6 Comments on “Shenxin provides Shanghai surprise for disappointing Guoan

  1. FFS…always disappointing to see this utterly pointless excuse for a club come away with three points.

    When populous provinces like Hubei, Shaanxi and Fujian and major cities like Shenzhen, Qingdao and Suzhou have no top flight representatives – with some not even having any clubs at all – it makes it all the more frustrating that such a meaningless entity as Shenxin, which has no fans, and which plays in a third-rate seaside resort that barely anyone I’ve met in Shanghai has actually been to and which plays soporific football to boot, is clogging up the CSL.

    It’s the equivalent of the Premiership having a club from Weston-Super-Mare or Skegness but none from Birmingham or the northeast. The sooner they go pop or get relocated to a region which could actually do with a football club the bloody better.

    • As much as I’d like to disagree and say there’s an argument for Shenxin, there really isn’t and plenty of people don’t want to see them stay up. That said, even if they do go down, I’m convinced they are fully hoping to return to the club’s roots in Shanghai and they aren’t going anywhere anytime soon.

      • Relocating Shenxin is not a solution to geographic disparities in Chinese football. It’s because of relegation that Wuhan, Qingdao and Shenzhen currently don’t any teams in the CSL and because of promotion that Shanghai and Guangzhou have multiple CSL sides.

        In a country the size of China, the only way to ensure an “even spread” (whatever that would look like) is to ditch relegation and have the make up of the CSL fixed and possibly even divided into regional conferences as with US sports,

        Also, moving a club, however badly supported they are, will attract negative headlines and discourage potential fans from watching their local team for fear it might suddenly be moved.

        • You’re right, you’re always going to get geographical disparities due to some clubs from certain locales being just too crap to stay up, but Shenxin’s existence certainly doesn’t help matters…they were relocated from Nanchang, to a city in Shanghai which doesn’t seem all that bothered about football anyway, considering that Shenhua and East Asia struggle to rustle up more than 20,000 fans between the both of them on a regular basis. Shanghai is not a place that needed an extra club!

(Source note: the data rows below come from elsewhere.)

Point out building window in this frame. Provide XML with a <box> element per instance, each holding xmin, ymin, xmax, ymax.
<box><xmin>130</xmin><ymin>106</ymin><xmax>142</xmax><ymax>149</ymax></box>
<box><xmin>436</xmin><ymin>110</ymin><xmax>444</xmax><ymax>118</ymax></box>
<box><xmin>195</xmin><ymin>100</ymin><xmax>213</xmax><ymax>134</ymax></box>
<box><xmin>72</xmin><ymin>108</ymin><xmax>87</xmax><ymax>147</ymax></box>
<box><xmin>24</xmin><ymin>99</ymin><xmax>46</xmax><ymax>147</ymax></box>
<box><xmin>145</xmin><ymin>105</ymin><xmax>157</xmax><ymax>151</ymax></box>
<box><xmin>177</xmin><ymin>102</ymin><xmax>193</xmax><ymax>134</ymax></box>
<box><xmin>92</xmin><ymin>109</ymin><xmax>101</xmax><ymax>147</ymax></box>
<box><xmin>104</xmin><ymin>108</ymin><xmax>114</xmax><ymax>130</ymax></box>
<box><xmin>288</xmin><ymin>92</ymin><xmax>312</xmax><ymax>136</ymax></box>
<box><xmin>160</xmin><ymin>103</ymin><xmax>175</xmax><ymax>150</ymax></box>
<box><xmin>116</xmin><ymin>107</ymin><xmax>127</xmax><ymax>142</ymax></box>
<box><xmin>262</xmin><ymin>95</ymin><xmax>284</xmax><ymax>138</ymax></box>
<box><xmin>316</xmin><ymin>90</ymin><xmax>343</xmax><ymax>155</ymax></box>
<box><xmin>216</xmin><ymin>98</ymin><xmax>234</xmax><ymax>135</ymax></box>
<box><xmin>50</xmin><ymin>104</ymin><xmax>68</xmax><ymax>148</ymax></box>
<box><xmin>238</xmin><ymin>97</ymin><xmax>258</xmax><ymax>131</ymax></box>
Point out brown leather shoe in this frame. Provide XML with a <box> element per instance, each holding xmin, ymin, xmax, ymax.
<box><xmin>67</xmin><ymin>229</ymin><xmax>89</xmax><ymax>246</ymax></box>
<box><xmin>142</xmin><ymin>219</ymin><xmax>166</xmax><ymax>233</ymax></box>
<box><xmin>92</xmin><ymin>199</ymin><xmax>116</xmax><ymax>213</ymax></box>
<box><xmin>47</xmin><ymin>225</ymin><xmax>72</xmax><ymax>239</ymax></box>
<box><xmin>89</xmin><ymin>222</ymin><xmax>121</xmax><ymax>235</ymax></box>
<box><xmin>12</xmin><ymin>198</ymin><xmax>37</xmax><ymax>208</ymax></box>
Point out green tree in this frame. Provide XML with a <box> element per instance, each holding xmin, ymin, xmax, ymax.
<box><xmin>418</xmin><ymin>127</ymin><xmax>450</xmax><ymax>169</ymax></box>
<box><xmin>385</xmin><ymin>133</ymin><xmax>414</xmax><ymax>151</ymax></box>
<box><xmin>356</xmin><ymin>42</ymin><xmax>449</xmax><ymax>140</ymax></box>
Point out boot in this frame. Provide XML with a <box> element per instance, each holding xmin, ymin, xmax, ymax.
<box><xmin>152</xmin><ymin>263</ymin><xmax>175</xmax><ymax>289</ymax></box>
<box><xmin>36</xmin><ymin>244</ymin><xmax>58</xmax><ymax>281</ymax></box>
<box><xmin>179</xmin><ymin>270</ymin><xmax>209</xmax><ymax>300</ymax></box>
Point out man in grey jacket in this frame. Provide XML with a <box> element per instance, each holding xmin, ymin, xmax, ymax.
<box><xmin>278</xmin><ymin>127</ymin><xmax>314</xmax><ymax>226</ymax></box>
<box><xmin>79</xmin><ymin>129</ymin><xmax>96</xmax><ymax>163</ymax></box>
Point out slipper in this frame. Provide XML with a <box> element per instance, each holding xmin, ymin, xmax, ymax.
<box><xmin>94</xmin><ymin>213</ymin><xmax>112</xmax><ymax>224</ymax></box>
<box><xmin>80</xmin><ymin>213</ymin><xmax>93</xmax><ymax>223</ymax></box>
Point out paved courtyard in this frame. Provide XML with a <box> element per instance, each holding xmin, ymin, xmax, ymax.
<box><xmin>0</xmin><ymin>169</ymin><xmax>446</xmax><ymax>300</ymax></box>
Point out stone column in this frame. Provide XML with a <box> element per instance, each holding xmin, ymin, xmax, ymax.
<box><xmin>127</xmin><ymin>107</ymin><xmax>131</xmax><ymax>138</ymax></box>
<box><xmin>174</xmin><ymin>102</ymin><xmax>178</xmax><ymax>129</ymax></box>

          I don’t know if the club’s owners have some kind of masterplan, like waiting patiently for Shenhua to implode or move to Kunming, or courting a local real estate giant with money to burn – perhaps there’s some kind of business logic if you know what’s going on behind the scenes…but from a fan’s point of view, fuck ’em!

          • Shenxin were originally set up as a Shanghai team, they thought taking over Bayi would be quickest way to the top flight, so they bought that side, however the agreement meant they had to keep that side in Nanchang for multiple years. They’d been looking to move back to Shanghai and in 2012 when they found sponsorship and support, they decided it was time to move back. Remember when they moved back, East Asia was still in the second division.

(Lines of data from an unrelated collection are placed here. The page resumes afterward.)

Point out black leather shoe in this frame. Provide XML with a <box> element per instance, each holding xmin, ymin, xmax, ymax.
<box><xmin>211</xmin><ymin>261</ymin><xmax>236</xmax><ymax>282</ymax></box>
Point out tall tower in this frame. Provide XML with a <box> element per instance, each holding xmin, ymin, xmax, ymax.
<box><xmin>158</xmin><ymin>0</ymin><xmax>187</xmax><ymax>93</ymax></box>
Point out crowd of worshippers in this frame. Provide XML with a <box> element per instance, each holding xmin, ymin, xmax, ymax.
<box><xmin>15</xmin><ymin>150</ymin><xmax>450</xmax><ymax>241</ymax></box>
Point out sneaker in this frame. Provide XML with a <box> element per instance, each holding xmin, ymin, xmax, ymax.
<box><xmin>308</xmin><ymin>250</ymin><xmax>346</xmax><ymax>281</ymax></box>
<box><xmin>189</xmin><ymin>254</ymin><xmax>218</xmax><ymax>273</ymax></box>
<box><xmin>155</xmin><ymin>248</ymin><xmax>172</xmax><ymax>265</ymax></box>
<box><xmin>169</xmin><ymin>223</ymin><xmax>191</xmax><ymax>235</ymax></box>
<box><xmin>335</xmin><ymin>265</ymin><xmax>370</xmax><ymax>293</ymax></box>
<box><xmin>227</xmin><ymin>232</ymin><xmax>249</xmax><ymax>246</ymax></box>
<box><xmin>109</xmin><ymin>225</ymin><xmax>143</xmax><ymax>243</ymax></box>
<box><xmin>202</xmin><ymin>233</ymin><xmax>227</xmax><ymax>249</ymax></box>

            Nobody will argue that Shanghai doesn’t need 3 clubs in the top flight, but as Donald said, you can’t really do much about that. Shenxin has always been a “Shanghai” club, with most of its players, front office, and managers (well in Zhu Jiong era at least) coming from that city. They have no fan support (which is true of many CSL clubs) and they barely play in Shanghai, but I don’t think they’re going anywhere.

  2. Finally! Someone else on WEF also realises that Shenxin’s crowd figures are completely fictitious.

    Without any fear of embarassment, I can now wear a giant chicken costume, copy my friends favourite colours and relocate myself every year, as no-one will be watching me either.